Weighing sensors are widely used in material weighing, product inspection, process control, and other areas. Their accuracy and stability directly affect a company's production efficiency, production costs, and product quality. Due to the inherent characteristics of the weighing sensors themselves and the complexity and harshness of the working environment, their failures are diverse, complex, and frequent. Determining and replacing weighing sensors on-site is not only time-consuming but also disrupts normal production rhythms, severely impacting a company's economic benefits.

   With the continuous advancement of intelligent production processes in enterprises, traditional methods for fault diagnosis of weighing sensors can no longer meet the needs of modern enterprises for intelligent production. Therefore, the development of intelligent fault diagnosis devices for weighing sensors has important theoretical and practical significance. It can improve the detection accuracy and fault diagnosis efficiency of weighing sensors, thereby enhancing enterprise production efficiency and product quality. It is an important tool for promoting the integration of industry, academia, and research, focusing on addressing the development difficulties of enterprises.

   Basic idea: Use a separation method for inspection and weighing, setting detection and weighing as two independent channels, with detection and weighing alternating. The weighing signal from the weighing sensor is output to the detection module or the weighing module through the detection channel and the weighing channel for inspection or weighing; real-time online inspection measures the change in signals from the weighing sensor at the zero scale and calibration scale points. 

   When the changes in the two weighing points of the empty scale and calibration simultaneously approach or reach the fault critical threshold of the weighing sensor, the change in the no-load output signal of the weighing sensor is detected. When the changes at the three points of empty scale, calibration, and no-load all approach or reach the fault critical threshold of the weighing sensor, the performance of the weighing sensor begins to deteriorate, and the system performs intelligent diagnostics and alarms.

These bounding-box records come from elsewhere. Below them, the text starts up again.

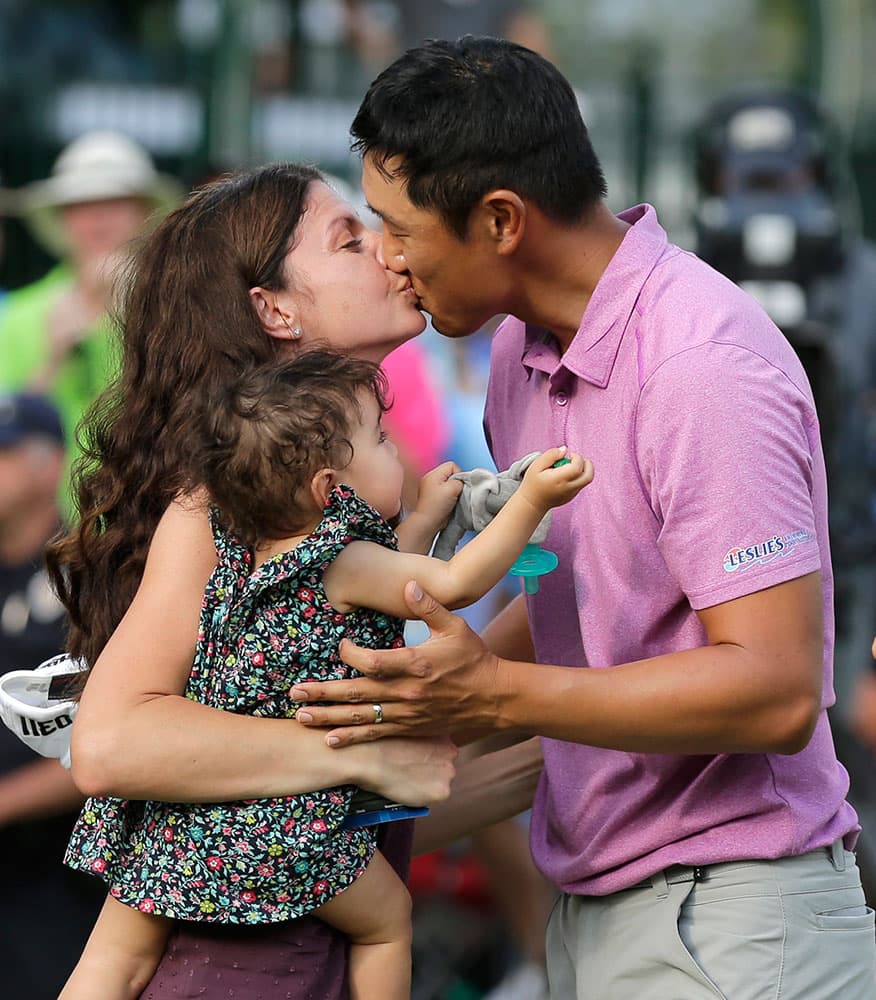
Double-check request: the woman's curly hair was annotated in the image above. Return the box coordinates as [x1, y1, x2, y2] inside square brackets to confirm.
[47, 164, 322, 664]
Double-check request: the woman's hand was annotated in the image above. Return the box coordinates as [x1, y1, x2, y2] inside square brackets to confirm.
[348, 736, 458, 806]
[291, 581, 502, 746]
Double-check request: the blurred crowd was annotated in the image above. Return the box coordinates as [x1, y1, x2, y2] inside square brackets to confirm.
[0, 0, 876, 1000]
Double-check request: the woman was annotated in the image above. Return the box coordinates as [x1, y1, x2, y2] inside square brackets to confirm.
[50, 165, 466, 1000]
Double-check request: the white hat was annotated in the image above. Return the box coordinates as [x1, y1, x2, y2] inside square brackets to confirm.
[0, 653, 87, 767]
[22, 131, 182, 257]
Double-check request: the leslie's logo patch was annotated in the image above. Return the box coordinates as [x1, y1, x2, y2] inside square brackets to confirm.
[724, 528, 815, 573]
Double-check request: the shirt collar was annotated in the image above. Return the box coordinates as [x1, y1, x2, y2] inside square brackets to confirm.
[521, 205, 669, 389]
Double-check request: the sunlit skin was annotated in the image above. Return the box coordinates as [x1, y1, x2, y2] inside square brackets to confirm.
[362, 154, 628, 349]
[250, 182, 426, 362]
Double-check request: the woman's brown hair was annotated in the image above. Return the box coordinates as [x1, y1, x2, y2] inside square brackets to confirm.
[47, 164, 321, 664]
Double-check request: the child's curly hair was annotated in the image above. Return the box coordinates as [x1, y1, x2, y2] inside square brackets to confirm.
[198, 350, 388, 546]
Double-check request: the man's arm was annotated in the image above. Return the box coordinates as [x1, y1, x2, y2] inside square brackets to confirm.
[293, 573, 823, 754]
[414, 737, 542, 854]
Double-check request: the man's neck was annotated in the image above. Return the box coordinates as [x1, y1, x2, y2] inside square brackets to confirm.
[512, 203, 629, 351]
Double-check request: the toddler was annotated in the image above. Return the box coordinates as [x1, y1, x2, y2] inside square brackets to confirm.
[61, 351, 592, 1000]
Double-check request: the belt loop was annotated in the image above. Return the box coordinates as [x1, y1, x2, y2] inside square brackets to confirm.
[651, 869, 669, 899]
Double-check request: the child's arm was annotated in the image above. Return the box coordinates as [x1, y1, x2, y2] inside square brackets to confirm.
[396, 462, 462, 556]
[323, 448, 593, 618]
[58, 896, 173, 1000]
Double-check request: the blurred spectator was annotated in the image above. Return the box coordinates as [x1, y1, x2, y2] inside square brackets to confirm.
[0, 394, 102, 1000]
[345, 0, 550, 66]
[0, 132, 177, 508]
[850, 639, 876, 752]
[381, 340, 453, 510]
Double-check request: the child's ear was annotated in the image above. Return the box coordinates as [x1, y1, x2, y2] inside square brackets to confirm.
[310, 469, 338, 510]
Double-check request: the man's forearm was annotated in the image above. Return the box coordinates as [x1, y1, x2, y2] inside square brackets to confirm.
[414, 737, 542, 854]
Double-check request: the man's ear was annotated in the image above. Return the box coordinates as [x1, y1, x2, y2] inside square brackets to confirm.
[249, 285, 301, 340]
[478, 188, 527, 254]
[310, 469, 338, 510]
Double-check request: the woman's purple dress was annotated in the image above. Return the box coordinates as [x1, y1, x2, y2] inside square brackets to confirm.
[141, 821, 413, 1000]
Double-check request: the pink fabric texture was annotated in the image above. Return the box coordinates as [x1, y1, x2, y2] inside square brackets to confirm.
[382, 340, 450, 476]
[486, 206, 858, 895]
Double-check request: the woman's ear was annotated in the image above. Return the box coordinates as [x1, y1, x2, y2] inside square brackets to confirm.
[310, 469, 338, 510]
[249, 285, 301, 340]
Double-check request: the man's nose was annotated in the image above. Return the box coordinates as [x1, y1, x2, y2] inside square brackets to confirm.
[377, 232, 408, 274]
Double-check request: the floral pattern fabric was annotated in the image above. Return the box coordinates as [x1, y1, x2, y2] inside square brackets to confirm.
[65, 486, 404, 924]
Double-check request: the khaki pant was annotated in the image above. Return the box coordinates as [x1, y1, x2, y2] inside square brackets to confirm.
[547, 843, 876, 1000]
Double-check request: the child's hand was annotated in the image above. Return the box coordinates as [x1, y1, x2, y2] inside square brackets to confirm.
[519, 445, 593, 511]
[416, 462, 462, 531]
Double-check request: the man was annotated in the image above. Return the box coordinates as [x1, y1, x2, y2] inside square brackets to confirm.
[293, 38, 876, 1000]
[0, 394, 103, 1000]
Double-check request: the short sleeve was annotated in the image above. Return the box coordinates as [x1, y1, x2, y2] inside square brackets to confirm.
[634, 342, 826, 609]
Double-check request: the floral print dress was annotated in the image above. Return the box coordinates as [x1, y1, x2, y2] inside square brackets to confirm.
[64, 486, 404, 924]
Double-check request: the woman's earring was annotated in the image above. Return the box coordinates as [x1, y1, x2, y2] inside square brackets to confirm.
[280, 313, 302, 340]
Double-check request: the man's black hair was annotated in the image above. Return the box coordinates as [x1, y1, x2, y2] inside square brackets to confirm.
[350, 35, 605, 238]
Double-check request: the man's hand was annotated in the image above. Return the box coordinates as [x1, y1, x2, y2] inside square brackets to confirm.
[519, 447, 593, 511]
[291, 581, 501, 747]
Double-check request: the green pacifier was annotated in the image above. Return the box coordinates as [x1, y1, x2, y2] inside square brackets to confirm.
[508, 458, 572, 594]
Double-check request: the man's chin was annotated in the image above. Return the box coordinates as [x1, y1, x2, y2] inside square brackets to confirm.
[429, 313, 479, 340]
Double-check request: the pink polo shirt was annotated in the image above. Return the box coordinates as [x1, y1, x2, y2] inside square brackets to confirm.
[485, 205, 859, 895]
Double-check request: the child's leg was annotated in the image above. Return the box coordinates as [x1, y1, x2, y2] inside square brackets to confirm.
[58, 896, 173, 1000]
[314, 851, 411, 1000]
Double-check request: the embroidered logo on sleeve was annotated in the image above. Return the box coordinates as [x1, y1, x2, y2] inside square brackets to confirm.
[724, 528, 815, 573]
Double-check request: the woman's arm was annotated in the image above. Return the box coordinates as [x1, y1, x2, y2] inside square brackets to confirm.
[72, 502, 456, 802]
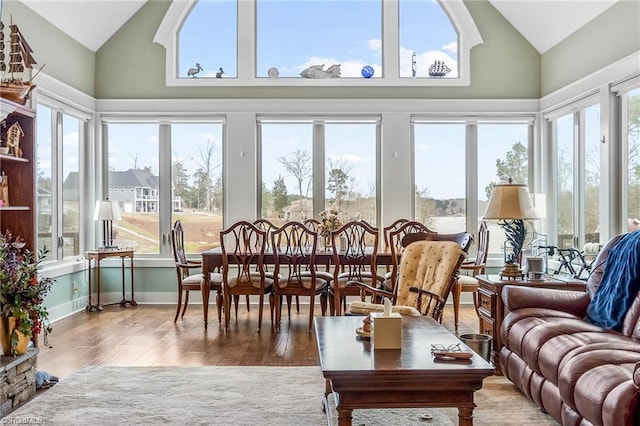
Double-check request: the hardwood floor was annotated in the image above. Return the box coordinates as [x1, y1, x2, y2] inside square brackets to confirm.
[37, 305, 478, 378]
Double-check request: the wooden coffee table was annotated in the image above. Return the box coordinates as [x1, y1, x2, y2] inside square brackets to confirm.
[315, 316, 494, 426]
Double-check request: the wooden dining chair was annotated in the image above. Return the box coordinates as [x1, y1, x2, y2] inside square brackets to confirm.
[220, 221, 273, 331]
[171, 220, 222, 322]
[451, 220, 489, 334]
[349, 233, 473, 321]
[329, 220, 384, 315]
[271, 221, 333, 333]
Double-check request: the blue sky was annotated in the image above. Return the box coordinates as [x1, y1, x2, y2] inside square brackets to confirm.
[178, 0, 457, 78]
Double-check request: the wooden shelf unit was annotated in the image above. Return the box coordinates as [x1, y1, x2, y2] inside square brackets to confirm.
[0, 98, 36, 251]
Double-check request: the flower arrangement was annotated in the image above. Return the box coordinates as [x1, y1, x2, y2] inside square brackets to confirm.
[0, 230, 54, 355]
[318, 209, 342, 238]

   When the changes in the two weighing points of the empty scale and calibration approach or reach the critical failure threshold of the weighing sensor, either individually or in combination, different levels of alarms will be triggered.System composition: This system consists of an improved weighing sensor, switching device, self-diagnostic weighing controller, lifting device, and analog junction box.

   This system changes the traditional methods of detection and fault diagnosis by setting up two independent detection channels and weighing channels, and using channel switching, self-locking interlock controls, and redundancy design of contacts. It enables alternating detection and weighing, provides comprehensive intelligent monitoring of all online weighing sensors, effectively and promptly grasps the working status and lifecycle of the weighing sensors under specific operating conditions, makes fault detection and handling more targeted and predictable, allows for rapid and accurate judgment of fault points (or segments), shortens fault handling time, improves maintenance proactivity, and ensures the reliable, accurate, and stable operation of the weighing system.